The metatheatrical element present in Richard’s role as king remains after the abdication scene. The Duke of York tells of Richard’s plight; As in a theatre the eyes of men, After a well-grac’d actor leaves the stage, Are idly bent on him that enters next, Thinking his prattle to be tedious; Even so, or with much more contempt, men’s eyes Did scowl on Richard. (V:ii:23-27) And Bolingbroke later comments, “Our scene is now alt’red from a serious thing,/ And now changed to the beggar and the king” (V:iii:77-78). Because the idea of usurping a throne was so anarchist in the eyes of Shakespeare’s contemporaries, he uses these metatheatrical elements not only as a literary technique but also as a means of constantly reminding the audience that this is only a play. Although based upon historical events, Shakespeare constantly infuses elements of metatheatrics to vindicate himself.

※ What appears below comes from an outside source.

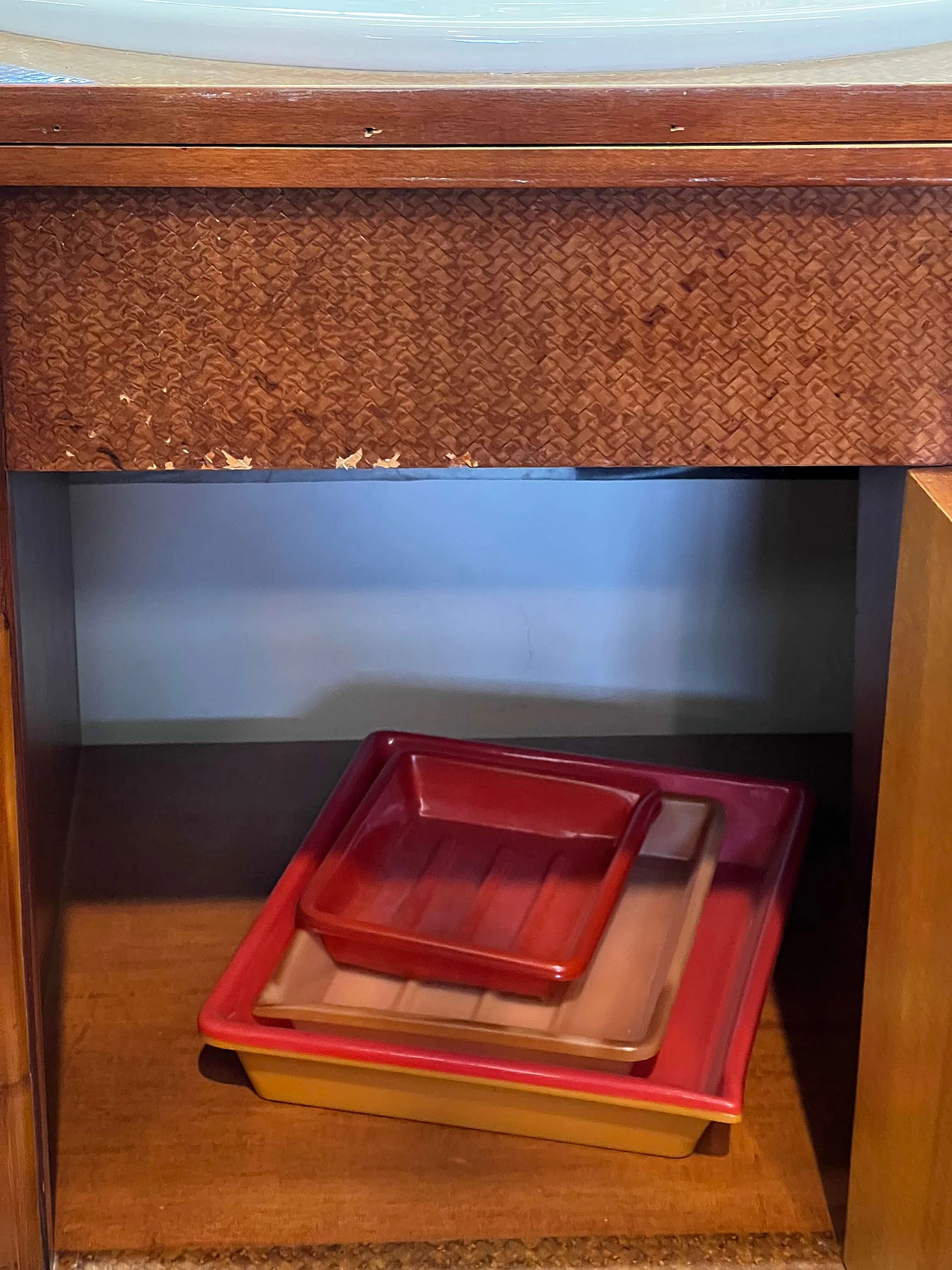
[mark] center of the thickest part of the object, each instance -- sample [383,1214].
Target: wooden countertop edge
[474,167]
[790,1251]
[476,111]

Richard’s value as a character derives completely from his response to others. Devoid of all other qualities, his crown was the only thing that created a positive reflection of himself. Even in Richard’s most personal relationships, with his wife for example, he does not breach the realm of professionalism. He performs even with her; their final exchange mimics his impersonal oratory style that he used with his subjects. After his abdication Richard maintains his flamboyant use of language but it loses its impact when there are no sycophants to respond. This is illustrated when Richard says, “God save the King! Will no man say amen? / Am I both priest and clerk? Well then, amen” (IV:i:172-73). Accordingly, Richard becomes his own audience.
In his final monologue Richard sits alone in prison contemplating the world and his place in it. He concedes to the fact that without an audience he cannot function, saying, And, for because the world is populous And here is not a creature but myself I cannot do it. (V:v:3-5)
Richard is an individual with no identity other than in his ability to perform, an ability that is null with no one to perform for. In losing his crown he lost his audience and is henceforth obsolete. When pondering the meaning of life he arrives at no conclusion other than that his time is nearing an end. Stating, “For now hath time made me his numb’ring clock”, the actor indicates that both his time on stage and Richard’s time on earth are coming to a close (V:v:50). Accordingly, the metatheatrics that pervade the plot of King Richard II apply to his final lines, as Richard the master actor bids farewell to his stage. Having played in one person many people, he never managed to find his sense of self.
Palmer, John. Political and Comic Characters of Shakespeare. London: Macmillan, 1974.
Righter, Anne. Shakespeare and the Idea of the Play. London: Chatto & Windus, 1962.
Shakepeare, William. As You Like It. Ed. Agnes Lathum. London: Arden, 1999.
Shakepeare, William. King Richard II. Ed. Peter Ure London: Arden, 1956.
Winny, James. The Player King. London: Chatto & Windus, 1968.